By Maj Toure
Not long ago, my good friend Baraka James committed a gruesome suicide.
In that moment, everything took a back burner and I focused on the minuscule nature of human life. Ironically enough, in that moment of evaluating why such a strong guy would do such a thing, all of the problems that I wanted to present solutions for as a new writer crystallized into one common theme.
The attack on manhood.
When we discuss manhood, you can pretty much distill it into two roles; protection and provision. A part of that protection is self-preservation, which also includes mental preservation.
So, when a 6’2 warrior, a gun owner, a father, decided he could no longer deal with life and burned his family’s home down, leaving them with nothing…. I have to question where the breakdown in manhood was.
Ironically, the same breakdown thread constantly popped up in many cases of successful men.
There’s Kanye West. Kanye’s a strong guy, but he occasionally spazzes in aggression until regrouping. Or Dwayne Wade. Dwayne Wade’s a world champion, but left his 13 year old confused son to a nefarious agenda.
What made these men, who reached the epitome of success in their respective lanes, lose control of their manhood?
More so, why has this not been addressed as the national emergency that it is? Why is this okay?
The same society preaching for honesty about our feelings goes out of its way to destroy masculine men who want to dominate their crafts and control their legacy.
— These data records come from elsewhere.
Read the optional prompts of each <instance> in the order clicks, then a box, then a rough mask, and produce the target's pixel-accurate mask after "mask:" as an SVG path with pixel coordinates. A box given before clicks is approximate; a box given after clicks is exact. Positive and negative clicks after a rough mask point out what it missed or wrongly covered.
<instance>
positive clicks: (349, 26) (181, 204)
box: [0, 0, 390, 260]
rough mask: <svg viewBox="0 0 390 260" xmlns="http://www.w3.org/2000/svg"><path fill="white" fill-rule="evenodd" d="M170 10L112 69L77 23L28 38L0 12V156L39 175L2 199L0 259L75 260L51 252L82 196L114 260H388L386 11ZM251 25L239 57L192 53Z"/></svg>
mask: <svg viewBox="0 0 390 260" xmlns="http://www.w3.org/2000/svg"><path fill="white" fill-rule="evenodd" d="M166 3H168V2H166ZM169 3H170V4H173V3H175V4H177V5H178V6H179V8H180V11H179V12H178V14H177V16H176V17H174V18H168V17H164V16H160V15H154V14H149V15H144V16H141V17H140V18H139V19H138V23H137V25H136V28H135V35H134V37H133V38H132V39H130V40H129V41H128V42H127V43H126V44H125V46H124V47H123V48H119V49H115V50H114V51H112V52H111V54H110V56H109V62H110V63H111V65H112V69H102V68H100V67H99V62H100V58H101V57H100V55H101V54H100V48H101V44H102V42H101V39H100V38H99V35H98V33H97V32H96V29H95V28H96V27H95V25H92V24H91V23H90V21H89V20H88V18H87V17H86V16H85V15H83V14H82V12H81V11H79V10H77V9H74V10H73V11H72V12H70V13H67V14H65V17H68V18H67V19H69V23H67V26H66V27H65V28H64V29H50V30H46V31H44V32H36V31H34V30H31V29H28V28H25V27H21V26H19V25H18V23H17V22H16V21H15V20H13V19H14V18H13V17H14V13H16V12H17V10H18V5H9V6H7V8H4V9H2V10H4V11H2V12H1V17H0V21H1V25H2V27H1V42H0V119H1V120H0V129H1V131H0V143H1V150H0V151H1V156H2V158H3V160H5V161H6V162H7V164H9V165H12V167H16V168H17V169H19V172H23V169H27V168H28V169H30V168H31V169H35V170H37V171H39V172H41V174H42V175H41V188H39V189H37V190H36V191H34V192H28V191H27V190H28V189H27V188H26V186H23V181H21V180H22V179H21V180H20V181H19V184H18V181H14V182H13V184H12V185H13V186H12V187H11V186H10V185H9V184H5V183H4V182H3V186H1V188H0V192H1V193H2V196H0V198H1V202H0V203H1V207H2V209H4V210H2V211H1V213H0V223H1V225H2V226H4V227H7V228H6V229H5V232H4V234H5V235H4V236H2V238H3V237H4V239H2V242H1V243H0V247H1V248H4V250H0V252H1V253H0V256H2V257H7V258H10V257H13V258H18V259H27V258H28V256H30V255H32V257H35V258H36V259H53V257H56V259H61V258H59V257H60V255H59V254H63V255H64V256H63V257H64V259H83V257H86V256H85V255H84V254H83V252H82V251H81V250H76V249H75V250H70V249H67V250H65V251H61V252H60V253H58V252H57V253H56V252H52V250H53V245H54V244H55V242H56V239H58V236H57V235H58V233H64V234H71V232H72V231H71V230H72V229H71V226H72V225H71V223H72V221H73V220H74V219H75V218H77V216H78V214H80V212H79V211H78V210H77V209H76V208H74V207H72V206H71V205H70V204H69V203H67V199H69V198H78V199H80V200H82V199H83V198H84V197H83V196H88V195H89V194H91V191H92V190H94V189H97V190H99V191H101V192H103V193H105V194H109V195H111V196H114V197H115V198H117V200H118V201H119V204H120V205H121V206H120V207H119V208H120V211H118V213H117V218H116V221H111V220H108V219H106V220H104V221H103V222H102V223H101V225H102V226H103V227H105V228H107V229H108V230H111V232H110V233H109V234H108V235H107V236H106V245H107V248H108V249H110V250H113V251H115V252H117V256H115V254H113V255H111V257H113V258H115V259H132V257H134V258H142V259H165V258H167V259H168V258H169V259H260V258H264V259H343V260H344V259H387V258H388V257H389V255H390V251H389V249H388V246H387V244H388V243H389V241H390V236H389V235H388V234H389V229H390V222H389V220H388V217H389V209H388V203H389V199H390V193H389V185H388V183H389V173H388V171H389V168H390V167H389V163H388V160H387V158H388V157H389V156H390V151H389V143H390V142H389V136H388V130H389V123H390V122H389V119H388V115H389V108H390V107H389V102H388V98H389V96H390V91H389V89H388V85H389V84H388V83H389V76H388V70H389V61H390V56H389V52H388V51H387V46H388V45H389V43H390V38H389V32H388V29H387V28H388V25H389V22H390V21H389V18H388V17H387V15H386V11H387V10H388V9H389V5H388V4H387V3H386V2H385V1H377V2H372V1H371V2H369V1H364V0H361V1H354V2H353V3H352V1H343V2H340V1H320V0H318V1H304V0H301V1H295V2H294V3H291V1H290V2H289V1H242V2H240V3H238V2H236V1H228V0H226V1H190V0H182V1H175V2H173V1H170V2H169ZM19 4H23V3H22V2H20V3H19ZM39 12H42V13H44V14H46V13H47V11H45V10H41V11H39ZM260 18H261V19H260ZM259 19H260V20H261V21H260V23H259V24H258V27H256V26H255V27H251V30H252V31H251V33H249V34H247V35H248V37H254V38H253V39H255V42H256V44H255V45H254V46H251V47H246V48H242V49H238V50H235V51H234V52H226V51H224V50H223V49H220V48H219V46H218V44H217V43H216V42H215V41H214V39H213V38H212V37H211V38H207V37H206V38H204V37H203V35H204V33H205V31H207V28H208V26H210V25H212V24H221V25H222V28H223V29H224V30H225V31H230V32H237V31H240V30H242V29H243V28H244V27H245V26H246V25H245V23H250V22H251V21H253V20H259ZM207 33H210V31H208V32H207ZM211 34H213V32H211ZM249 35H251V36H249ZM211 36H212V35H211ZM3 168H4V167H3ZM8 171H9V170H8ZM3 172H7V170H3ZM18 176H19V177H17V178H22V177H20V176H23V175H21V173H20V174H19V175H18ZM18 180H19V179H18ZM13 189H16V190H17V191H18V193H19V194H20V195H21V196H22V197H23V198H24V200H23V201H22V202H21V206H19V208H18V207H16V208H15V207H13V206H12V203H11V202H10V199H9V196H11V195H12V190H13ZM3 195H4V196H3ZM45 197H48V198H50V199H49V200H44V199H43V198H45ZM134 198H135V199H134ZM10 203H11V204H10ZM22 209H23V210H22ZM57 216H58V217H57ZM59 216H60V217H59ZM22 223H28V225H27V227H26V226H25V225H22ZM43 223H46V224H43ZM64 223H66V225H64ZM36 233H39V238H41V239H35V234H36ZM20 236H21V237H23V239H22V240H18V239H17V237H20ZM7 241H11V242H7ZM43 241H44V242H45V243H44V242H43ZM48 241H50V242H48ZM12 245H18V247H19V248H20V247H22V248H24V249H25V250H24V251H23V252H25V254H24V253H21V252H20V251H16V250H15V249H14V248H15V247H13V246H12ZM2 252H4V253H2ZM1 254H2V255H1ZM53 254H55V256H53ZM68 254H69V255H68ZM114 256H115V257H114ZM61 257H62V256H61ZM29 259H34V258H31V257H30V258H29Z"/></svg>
This is at pandemic level proportions, but yet we quietly sit by as if these mental breakdowns are normal.
Why does Baraka James, my friend, murder himself in his family’s home, burning the entire house down? Why does he put a gun to his head, killing himself, and leaving his family homeless? This isn’t normal, isn’t okay, and the reality is these are symptoms of the deliberate attack on the nuclear family power structure.
The attackers are none other than corporate media and political interests.
Now, here’s what we’ll not discuss. Topics like the labeling of masculinity as “toxic”, but no discussion of the toxicity surrounding most media. Or how the same media feigning support for “hard working men” vilifies them for expressing ideas outside of their accepted narrative. Or there’s the more manipulative extreme ideas. Ideas like men are only men when they’re overly emotional with zero strength.
This socialization via media pits us against each other. It propagandized team red or team blue, making it so you’re either right or wrong depending upon the media outlet and their spin. Ultimately, it incentivized shattering the concept of manhood.
Then, when men react adversely to the blatant attacks on their nature, they’re labeled “hyper masculine” or other terms. These terms try to discredit, defund, or destroy these solid individuals.
The tactic? You will assimilate to effeminate ways or be destroyed under pressurized tribalism. The goal? The nuclear family left without its leader. These are dangerous times for men.
So, in the face of such a harsh reality, I decided to write this article on solutions to our manhood. That obviously means provision for our loved ones of course, but primarily mentally protecting ourselves.
That is the antidote to our current sickness.
Men can’t serve or provide for our loved ones, families, or communities under this attack. The days of “you ain’t supposed to seek therapy” or non-existent healthy outlets are over. Manhood, in particular, and our families in general can’t survive if we’re unable to protect ourselves from outside or internal forces.
In order for us to thrive, we must evaluate manhood in realistic ways and defend it in every area of human activity. Knowing what it is, recognizing the attacks, and shielding to strengthen our men. In doing so, we can properly attend to our women and begin to add on to the solid foundation that is still there.
If not, we’ll continue to settle as an economic battery for others to charge their communities off of. It’s simple, and I hope it doesn’t take another violent suicide or hundreds of murders of our men to see the big picture. We simply do not have the numbers or time for that approach.
I appreciate you all for being patient during this very therapeutic and emotional writing. Furthermore, I would ask you to take the time to reach out to your friends and family who may be struggling during this government overreach in the form of COVID lockdowns. Let’s make sure to plug them with organizations doing the work of supporting our mental health and developing strength.
There is a war going on outside that no man is safe from. With the right mental health support, we’ll be safe.